The Scranton Lackawanna Human Development Agency (SLHDA) has been closely monitoring the COVID-19 pandemic in our service areas. Staff at SLHDA have been in constant contact with County government officials and the Office of Head Start to ensure our programs and services will continue to meet our families most basic needs during this crisis. Only essential staff will be available during this time of the COVID-19 pandemic. Should you need essential services, please use our website for immediate assistance and leave messages via phone for the following departments. SLHDA is retrieving messages remotely and this may result in a delayed response.
Scranton Lackawanna Human Development Agency
SLHDA is a private corporation authorized to administer funds received from federal, state, local, or private funding entities to assess, design, operate, finance, and oversee anti-poverty programs. The Agency is intended to promote self-sufficiency and depends heavily on volunteer work, especially from the low-income community.
SLHDA was created by the Economic Opportunity Act of 1964 as part of a national network of federally funded Community Action Agencies (CAA’s) to administer various programs on the community level that assist people of low income out of poverty conditions. Incorporated in 1965, SLHDA began with a budget of $430,000 as a grantee for the federal Head Start Program maintaining fiscal and administrative responsibility for services in Lackawanna, Pike, Susquehanna, and Wayne Counties.
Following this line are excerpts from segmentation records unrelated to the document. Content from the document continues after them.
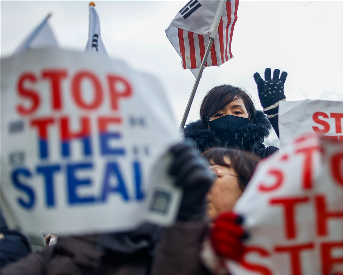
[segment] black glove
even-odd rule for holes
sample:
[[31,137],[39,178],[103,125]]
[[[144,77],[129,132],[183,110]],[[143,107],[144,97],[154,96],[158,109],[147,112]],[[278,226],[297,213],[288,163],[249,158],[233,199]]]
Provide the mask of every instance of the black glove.
[[169,152],[174,157],[169,173],[175,179],[175,185],[184,191],[177,220],[200,220],[206,210],[206,194],[216,176],[191,142],[173,146]]
[[287,73],[283,72],[279,79],[280,70],[275,69],[273,74],[272,79],[271,72],[270,68],[265,69],[264,81],[258,73],[254,74],[254,79],[257,84],[260,101],[263,109],[268,108],[286,98],[283,92],[283,86],[287,77]]
[[275,69],[273,74],[272,79],[271,71],[270,68],[265,69],[264,81],[258,73],[254,74],[254,79],[257,84],[258,96],[263,108],[263,111],[267,115],[279,137],[279,102],[280,100],[286,100],[283,92],[283,85],[287,77],[287,73],[283,72],[279,79],[280,70]]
Over the past 50 years, the agency has developed a broad range of additional programs and services that promote school readiness for children and families and help families struggling with the effects of poverty. These range from employment, education, income management, weatherization, crisis and emergency food assistance to parenting support, child care, and Early Learning Programs.
“A child and her family came to the area as refugees from Ethiopia. They were not familiar with our culture and did not speak English. The child was enrolled in Head Start’s South Scranton I Center in August and by Christmas was speaking in 3 to 4 word sentences. With the help and support of the Teachers at that site, the child is now communicating with staff and peers in full sentences.”